Diğer yandan, masal, masal olmayı bırakıp gerçek hayata dönüşmeye başladığı zaman, her şey yıkılır ve bir kurt gelip hayallerimizin gerçekleşmesini imkansız hale getirir.
İyi insan mı kötü insan mı? Siz hangi masal karakterisiniz?
Bir başkasının masalındaki kötü kurt olmayı kimse istemez. Neden bu kötü kurt ilan edildiğimiz hakkında geçerli ya da geçersiz sebepler olabilir. Hangisi olursa olsun, bu herkes için hoş olmayan bir durumdur. Yine de inkar edemeyeceğimiz basit bir bakış açısı var. Bazen de başkasının masalında kötü karakter olmak, kendi masalımızın iyisi olmamızı sağlayabilir. Belki de artık yorucu ve mutsuz bir ilişkiden kurtulabilen “kahraman” ya da artık bir geleceği olmayan bir masalda “son” yazmaya cesaret eden karakter olabiliriz.

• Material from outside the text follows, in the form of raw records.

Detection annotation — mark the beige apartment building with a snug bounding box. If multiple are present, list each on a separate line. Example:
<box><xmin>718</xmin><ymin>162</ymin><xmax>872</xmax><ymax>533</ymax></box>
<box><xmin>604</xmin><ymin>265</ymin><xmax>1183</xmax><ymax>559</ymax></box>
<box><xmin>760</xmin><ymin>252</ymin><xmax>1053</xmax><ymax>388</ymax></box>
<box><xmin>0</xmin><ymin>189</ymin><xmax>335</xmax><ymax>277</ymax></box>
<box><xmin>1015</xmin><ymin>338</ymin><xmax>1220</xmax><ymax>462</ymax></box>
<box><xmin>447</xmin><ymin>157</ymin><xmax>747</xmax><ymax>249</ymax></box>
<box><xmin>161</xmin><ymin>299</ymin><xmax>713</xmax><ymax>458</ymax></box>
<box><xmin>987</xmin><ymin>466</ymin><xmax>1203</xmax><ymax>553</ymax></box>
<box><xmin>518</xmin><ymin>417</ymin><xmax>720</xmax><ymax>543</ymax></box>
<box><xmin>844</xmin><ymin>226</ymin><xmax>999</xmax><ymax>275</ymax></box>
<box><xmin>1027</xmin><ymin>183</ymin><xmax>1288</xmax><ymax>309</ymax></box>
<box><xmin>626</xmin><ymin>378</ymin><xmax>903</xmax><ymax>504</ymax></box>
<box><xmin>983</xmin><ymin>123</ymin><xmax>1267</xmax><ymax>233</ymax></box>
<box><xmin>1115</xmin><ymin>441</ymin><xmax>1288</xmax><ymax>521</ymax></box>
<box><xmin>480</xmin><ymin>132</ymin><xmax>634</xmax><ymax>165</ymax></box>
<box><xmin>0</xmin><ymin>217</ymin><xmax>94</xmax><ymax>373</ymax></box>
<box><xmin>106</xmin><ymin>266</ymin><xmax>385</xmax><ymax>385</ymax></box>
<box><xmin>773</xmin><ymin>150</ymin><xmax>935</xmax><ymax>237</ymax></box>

Eğer sadece kırmızı başlıklı kızı dinlersek, kötü olan hep kurt kalacaktır.
İmkansız masallarda yaşayan evcil kurtlar olmaya başlamadan önce cesaretimizi toplayıp kendi içgüdülerimizi dinleyip sezgi, zeka ve saygıyla hareket etmeliyiz. Kendi istek, sezgi ve değerlerimize göre hareket etmek bizi kötü insan yapmaz. Bu yalnızca kendi içgüdüleriyle yaşamak, hayat denen ormanı tanımak ve kötülerin daima kötü, iyilerin ise daima iyi olmadığı bilmektir. Önemli olan kırmızı başlık ya da kurt postu olmadan; birlikte, cömertçe ve dürüstçe yaşamayı öğrenmektir.
Bu metin yalnızca bilgilendirme amaçlı sunulmuştur ve bir profesyonelle görüşmeyi yerine geçmez. Şüpheleriniz varsa, uzmanınıza danışın.